Apple’s deliberate pacing also eases new technology adoption. Cell phones use one of two protocols: AT&T/GSM (72% global share) or Verizon/CDMA (12% global share). Each protocol requires unique circuitry. So-called “world” or dual-mode phones require chips which contain both protocols.
The Verizon iPhone 4 has the latest Qualcomm chip that is capable of using both protocols but Apple did not empower it. The Verizon phone only works on CDMA. There are several reasons for this choice.
First, the technical complexity of a world phone requires more time and testing than a CDMA only version (e.g. antenna, RF issues, logic software, etc.) Apple focused on what was essential – Stopping Android’s unimpeded share gains with an already solid product. Second, leaving GSM turned off protects their AT&T relationship. A downside to a CDMA only phone is that it has limited use internationally. This reduces the likelihood some AT&T customers would defect. Third, when Apple introduces a dual-mode phone, a big chunk of the design is done plus they will have benefitted from experience with the chip family and Qualcomm. This is smart platform evolution as detailed in The Attractive Platform Strategy.

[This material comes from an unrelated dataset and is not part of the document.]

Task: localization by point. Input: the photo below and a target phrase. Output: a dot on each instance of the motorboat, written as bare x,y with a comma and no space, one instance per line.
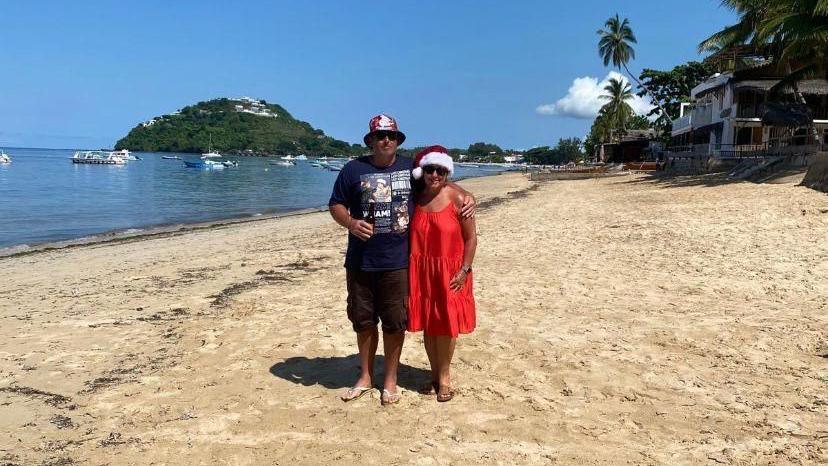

Last, Apple’s tempo is a major contributor to their market mystique. All consumer electronics customers face the question of “should I buy now or wait for the next iteration?” Constantly restraining their pace increases this tension. Augmented by legendary secrecy, selective leaks and brilliant advertising, Apple customers are constantly on edge; drooling for what’s coming next.
Since writing Fast Cycle Time (Free Press, 1990), I’m constantly aware how many readers and students oversimplify the competitive value of time to market on two dimensions. First, their bias is faster is always better. Not true. The most effective measure of time-to-market is time-to-value. Second, leaving a market too early is foolish. While fully supportive of culling products before your competitors do, moving too much faster than the market takes one out of the sweet spot of revenue and profits.